Now, you'd think that I'd be pleased that my son had given me the correct answer when I asked him if he had the correct amount of food on his plate, and honestly I was, but it was today that I learned how well he had learned the lesson. When I chatted with my son today, he rather proudly told me today that he had surprised his mother by asking her to limit his dinner portion to an amount that is appropriate for his size, and that he applied the hand measure to guide his mother's serving.  The first words his mother said to him were "are you sure this will be enough for you?". My boy then told his mum that he eats like this all the time, and that he doesn't feel hungry afterwards. I could just imagine his mother's jaw hitting the floor!! This is the boy that only about 2 years ago was telling me he would often ask his mother for a second or even third helping! The boy who would put away a jumbo sized adult meal, and while the adults were all loosening their belts and searing never to eat so much again, he'd be looking around for yet another dessert helping! I sear that I never pushed my boy to do this.  Sure, we had discussed how to avoid overeating and discussed how to eat nutritiously, but I never told him to go up to his mother and tell her to start controlling his portions.  This is something he has decided to do completely on his own.
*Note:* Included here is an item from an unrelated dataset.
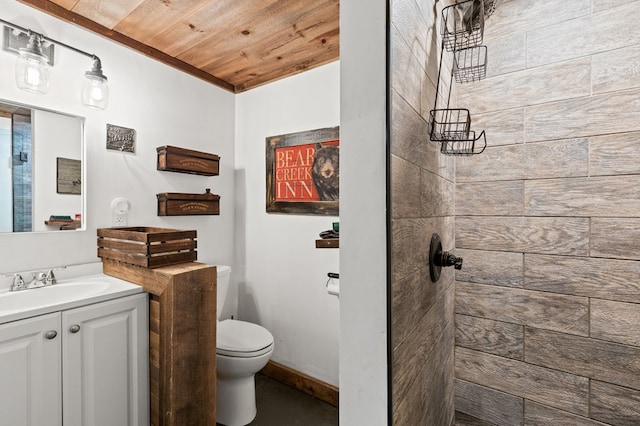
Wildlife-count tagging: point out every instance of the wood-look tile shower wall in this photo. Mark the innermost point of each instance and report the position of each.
(422, 190)
(547, 306)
Apparently his mother has refrained from sending our son for a CAT-scan, but I'm sure she's thinking he must have either hit his head, or have been stolen and replaced by aliens. As for me, I learned a couple of things today.  First, was that my son has made me feel very proud of him for choosing to actually take matters into his own hands and to look after his own health. The second is that it had confirmed what I had long suspected, that his meals at his mother's house had been served for years in portions too large for a boy his age. The third is that this is a sign I have been waiting a long time for. And indication that my boy has found the strength within himself to focus on something that has become increasingly important to him, and that this may be a sign that he is starting to finally set his depression aside and work towards healing himself. I am so very proud of him, and that he has chosen this for himself.

My son has told me that he is interested in joining the Air Force and trying to become a fighter pilot. When I told him about the level of fitness he would need to achieve, and the need to be able to really focus on his tasks I saw him talking very enthusiastically about something that has become a growing interest in him. The greatest thing though is that this idea of becoming a pilot has awoken a desire in my son to set a goal to achieve. It's a long way off, but he realizes that he will need to improve his health and fitness if he wants to realize his dreams. It's become something to focus his energies on, and finally given him something to really keep him motivated. My son has started to really push himself in his daily workouts, and where before I would need to effectively bribe him to  do something as basic as dragging out the WiiFit to play a couple of exercise games, now he voluntarily gets on my rowing machine for some interval training, or will happily work out under his step-mother's guidance to get in a session of stretching, balance, and basic conditioning exercises. It's a real turn about for him, and the efforts are beginning to show even after only two weeks.

My son has set himself a goal to either maintain his present weight for the next 2 weeks, or to lose at least a kilogram by the time he returns to me. I have a feeling that he just might achieve his goal this time if he manages to keep up with his exercise and portion control while he is away. I really hope he does it too, not simply because I would like to see him lose a little weight, but because I believe that he will become more focused if he has a win and actually manages to achieve one of the goals that he has set for himself.  Success can be a great motivator. The irony is that if I manage to teach my son to achieve some of his goals, that his success story will ultimately become mine as well.

1 comment:

  1. That's wonderful news, Sean, you're a great role model for the boys!